La fondatrice de la marque de vêtements Stella Cadente, Stanislassia Klein, prend la suite et choisit de livrer des anecdotes personnelles. Elle déplore que sa fille de 17 ans déclare, péremptoire, « pour plaire aux garçons il faut être bonne ». Le journaliste Thierry Debaille s’interroge à voix haute et demande « ça veut dire quoi, bonne ? ». La styliste traduit pudiquement l’adjectif par « belle ».

Pendant ce débat sémantique de haut vol, Yamina Benguigui, dissipée, griffonne un mot à l’attention de son assistant assis dans les premières rangées de l’amphi.

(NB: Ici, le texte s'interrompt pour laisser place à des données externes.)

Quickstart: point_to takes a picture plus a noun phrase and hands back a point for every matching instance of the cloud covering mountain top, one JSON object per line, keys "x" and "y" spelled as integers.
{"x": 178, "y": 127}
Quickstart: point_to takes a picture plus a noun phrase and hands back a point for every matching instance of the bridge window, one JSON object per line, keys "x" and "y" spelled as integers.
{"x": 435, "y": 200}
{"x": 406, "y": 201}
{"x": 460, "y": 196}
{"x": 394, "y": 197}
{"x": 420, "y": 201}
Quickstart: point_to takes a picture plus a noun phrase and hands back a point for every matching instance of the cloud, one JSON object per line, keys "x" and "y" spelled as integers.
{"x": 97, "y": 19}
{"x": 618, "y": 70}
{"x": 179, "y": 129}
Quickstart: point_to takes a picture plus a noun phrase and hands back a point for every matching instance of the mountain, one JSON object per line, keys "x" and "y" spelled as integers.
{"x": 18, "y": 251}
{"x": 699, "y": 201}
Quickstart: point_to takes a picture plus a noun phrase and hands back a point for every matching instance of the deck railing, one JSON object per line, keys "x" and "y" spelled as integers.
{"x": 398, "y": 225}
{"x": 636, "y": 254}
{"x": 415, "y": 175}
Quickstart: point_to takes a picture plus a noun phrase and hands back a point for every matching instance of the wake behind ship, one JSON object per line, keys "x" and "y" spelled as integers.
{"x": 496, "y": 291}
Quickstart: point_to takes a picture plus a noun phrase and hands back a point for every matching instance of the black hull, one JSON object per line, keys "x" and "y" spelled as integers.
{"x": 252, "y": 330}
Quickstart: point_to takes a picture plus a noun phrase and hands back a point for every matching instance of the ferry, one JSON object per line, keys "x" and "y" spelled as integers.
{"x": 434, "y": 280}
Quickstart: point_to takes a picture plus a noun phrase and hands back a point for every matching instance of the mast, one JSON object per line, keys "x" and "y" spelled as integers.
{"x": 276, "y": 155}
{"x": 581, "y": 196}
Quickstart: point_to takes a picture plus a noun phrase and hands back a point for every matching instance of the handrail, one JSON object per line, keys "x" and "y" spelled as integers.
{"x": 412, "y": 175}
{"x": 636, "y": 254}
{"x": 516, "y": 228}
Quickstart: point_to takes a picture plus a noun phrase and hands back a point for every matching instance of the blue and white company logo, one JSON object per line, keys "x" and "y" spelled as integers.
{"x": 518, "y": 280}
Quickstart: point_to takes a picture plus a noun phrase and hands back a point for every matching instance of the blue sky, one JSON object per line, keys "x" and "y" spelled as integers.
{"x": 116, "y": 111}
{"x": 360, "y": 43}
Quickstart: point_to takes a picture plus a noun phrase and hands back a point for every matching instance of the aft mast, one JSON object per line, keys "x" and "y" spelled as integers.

Stanislassia Klein se livre à une analyse des progrès des hommes en matière de beauté et s’extasie sur les « jeunes hommes qui ont les cheveux longs à la sortie des lycées, revendiquent leur minceur dans leurs jeans moulants et portent des tee-shirts roses décolletés sans être traités d’homosexuels ». Caroline Loeb ne peut réprimer un « arrête, tu m’excites ».

Au premier rang, la journaliste visiblement admiratrice de Rama Yade, cesse de torturer son carnet de notes et essaie désespérément de prendre en photo la ministre avec son téléphone portable. Quitte à le retourner dans tout les sens.

Rama Yade doit conclure la conférence-débat. Elle se lance dans une tirade dans laquelle elle brocarde le traitement infligé à la jeune athlète sud-africaine Caster Semenya, soupçonnée d’être un homme. Elle dénonce « un procès en sorcellerie ». Elle évoque son statut d’icône de la diversité et explique que « pour prendre le pouvoir il faut être jugée à l’aune de ses compétences. Je ne veux pas être posée là juste pour colorer la photo ». Et explique qu’il ne faut pas jouer la carte de la caution diversité : « C’est dangereux car quoi qu’on fasse, on est ramené à son origine. » Lors des questions-réponses, la ministre raconte qu’elle est sans cesse renvoyée à son statut de femme. Et que des personnes ne se privent pas de lui rappeler : « Les enfants, il va falloir s’y mettre et ne pas tout sacrifier à la politique. »

Après deux heures de table ronde, l’assistance se disperse, certains quittent leurs sièges, Yamina Benguigui a même déjà chaussé ses imposantes lunettes de soleil. Une foule d’admirateurs se presse pour apercevoir Rama Yade, discuter avec elle. Elle s’éclipse pourtant rapidement. Nullement décontenancés par la disparition éclair, les participants continuent de deviser et de s’échanger des cartes de visite. Les plus chanceux recevront une invitation à aller voir le spectacle de Caroline Loeb, remise par l’intéressée elle-même. L’université d’été du MEDEF, c’est aussi le lieu idéal pour étoffer son réseau.

La cafétéria devient le centre névralgique de la vie mondaine sur le campus de l’école de commerce. Le député-maire de Meaux, Jean-François Copé, la traverse au pas de charge. Pendant ce temps, les participants prennent place sur les chaises transparentes au design impeccable et déjeunent. Offert dans un coffret en carton, un « class’croûte », composé d’un sandwich, d’une salade quinoa/légumes bio, de pommes en sachet découpées en quartiers et d’un gâteau en dessert. Comble du chic, les couverts se mettent également à l’heure bio. Ils ne sont pas en vulgaire plastique non recyclable mais en bois.

En attendant la fin de l’averse, les gens se massent à l’intérieur du bâtiment. Les plus vaillants s’élancent sur le chemin boueux et rejoignent leurs voitures. D’autres attendent que la navette affrétée par le MEDEF les ramène au siège de l’organisation patronale à Paris.